Entscheidungsstichwort (Thema)

Vertragszahnärztliche Versorgung. Garantiefunktion einer Abrechnungs-Sammelerklärung. Pauschalaufhebung von vertragszahnärztlichen Honorarbescheiden wegen einzelner Fehlabrechnungen erst ab 1.7.2018

 

Leitsatz (amtlich)

1. Die Garantiefunktion einer Abrechnungs-Sammelerklärung (vgl BSG vom 17.9.1997 - 6 RKa 86/95 = SozR 3-5550 § 35 Nr 1) setzt eine normative Grundlage in den Bundesmantelverträgen voraus.

2. Da eine solche normative Grundlage im BMV-Z erst seit dem 1.7.2018 vorhanden ist, kommt für den Bereich der Primärkassen eine Pauschalaufhebung von vertragszahnärztlichen Honorarbescheiden wegen einzelner Fehlabrechnungen für davor liegende Zeiträume nicht in Betracht; es bedarf einer individuellen Abrechnungsprüfung.

 

Tenor

Auf die Beschwerde des Antragstellers wird der Beschluss des Sozialgerichts Schwerin vom 07. März 2017 abgeändert und die aufschiebende Wirkung der Klage S 3 KA 58/15 hinsichtlich eines Kürzungs- und Erstattungsbetrages in Höhe von 31.131,42 € angeordnet.

Im Übrigen wird die Beschwerde zurückgewiesen.

Der Antragsteller trägt die Kosten des Verfahrens beider Rechtszüge zu 2/5, die Antragsgegnerin zu 3/5.

Der Streitwert wird für beide Rechtszüge auf 12.863,52 € festgesetzt.

 

Gründe

I.

Umstritten ist eine sachlich-rechnerische Richtigstellung der Honoraranforderungen des Antragstellers (AS) für konservierend-chirurgische Leistungen in den Quartalen IV/2010 bis III/2011 um insgesamt 51.454,06 €.

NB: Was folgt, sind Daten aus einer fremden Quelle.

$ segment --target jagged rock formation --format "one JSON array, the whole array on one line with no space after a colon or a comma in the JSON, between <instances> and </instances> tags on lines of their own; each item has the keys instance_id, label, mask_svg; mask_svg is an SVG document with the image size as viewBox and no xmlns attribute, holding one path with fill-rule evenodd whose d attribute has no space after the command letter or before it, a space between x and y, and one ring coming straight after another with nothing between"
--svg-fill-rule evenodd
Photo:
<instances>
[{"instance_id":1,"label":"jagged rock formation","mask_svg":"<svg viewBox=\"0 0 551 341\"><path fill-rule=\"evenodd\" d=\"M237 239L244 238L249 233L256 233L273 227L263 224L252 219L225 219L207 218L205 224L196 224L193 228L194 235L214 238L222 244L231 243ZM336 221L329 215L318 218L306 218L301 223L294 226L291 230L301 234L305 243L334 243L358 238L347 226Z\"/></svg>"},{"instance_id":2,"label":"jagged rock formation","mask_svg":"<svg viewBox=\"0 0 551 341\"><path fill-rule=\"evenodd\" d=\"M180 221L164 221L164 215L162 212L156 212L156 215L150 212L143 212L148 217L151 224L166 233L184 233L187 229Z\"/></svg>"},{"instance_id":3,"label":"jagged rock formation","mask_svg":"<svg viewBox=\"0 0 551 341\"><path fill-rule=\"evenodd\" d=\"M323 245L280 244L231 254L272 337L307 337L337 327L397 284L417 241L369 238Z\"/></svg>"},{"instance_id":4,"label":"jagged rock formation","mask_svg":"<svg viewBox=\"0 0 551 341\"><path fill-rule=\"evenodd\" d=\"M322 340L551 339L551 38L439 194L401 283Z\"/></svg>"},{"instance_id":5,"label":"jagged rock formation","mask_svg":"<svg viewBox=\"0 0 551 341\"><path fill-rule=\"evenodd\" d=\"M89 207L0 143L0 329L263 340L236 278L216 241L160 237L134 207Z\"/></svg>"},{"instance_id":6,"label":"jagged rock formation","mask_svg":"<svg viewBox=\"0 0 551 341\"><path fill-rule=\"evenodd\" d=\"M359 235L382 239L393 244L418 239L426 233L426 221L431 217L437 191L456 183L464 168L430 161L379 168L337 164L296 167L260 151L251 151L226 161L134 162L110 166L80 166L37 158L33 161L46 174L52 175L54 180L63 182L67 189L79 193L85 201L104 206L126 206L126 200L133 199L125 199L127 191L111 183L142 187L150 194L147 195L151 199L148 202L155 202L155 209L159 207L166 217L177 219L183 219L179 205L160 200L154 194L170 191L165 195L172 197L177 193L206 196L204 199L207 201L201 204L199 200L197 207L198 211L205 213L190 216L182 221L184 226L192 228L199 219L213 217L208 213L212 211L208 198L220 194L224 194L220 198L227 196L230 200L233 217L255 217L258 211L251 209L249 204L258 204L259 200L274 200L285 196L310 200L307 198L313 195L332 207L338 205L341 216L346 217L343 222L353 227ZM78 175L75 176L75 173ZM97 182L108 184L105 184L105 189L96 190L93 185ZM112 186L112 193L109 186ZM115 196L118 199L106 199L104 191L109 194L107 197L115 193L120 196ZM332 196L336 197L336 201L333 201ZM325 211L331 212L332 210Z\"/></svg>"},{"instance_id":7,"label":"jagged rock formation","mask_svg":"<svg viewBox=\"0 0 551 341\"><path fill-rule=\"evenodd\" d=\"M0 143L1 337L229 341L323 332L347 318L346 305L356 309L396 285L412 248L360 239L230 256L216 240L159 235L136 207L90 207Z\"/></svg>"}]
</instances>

Durch Bescheid vom 23. Februar 2015 in der Gestalt des Widerspruchsbescheides vom 16. November 2015 nahm die Antragsgegnerin (AG) eine entsprechende Richtigstellung vor, weil sie von grob fahrlässigen Falschabrechnungen des AS in den einzelnen Quartalen ausging, indem er nicht erbrachte Leistungen abrechnete, da die Patienten entweder nicht in der Praxis gewesen seien oder Leistungen in der Patientenkartei nicht dokumentiert seien. Die Garantiefunktion der Bestätigung der ordnungsgemäßen Abrechnung durch den AS sei bereits dann insgesamt nicht mehr erfüllt, wenn nur ein mit ihr erfasster Abrechnungsschein eine unrichtige Angabe über erbrachte Leistungen enthalte. Damit entfalle für sie die Verpflichtung, mehr als eine unrichtige Abrechnung pro Quartal nachzuweisen. Damit liege das Honorarrisiko auf Seiten des Vertragszahnarztes.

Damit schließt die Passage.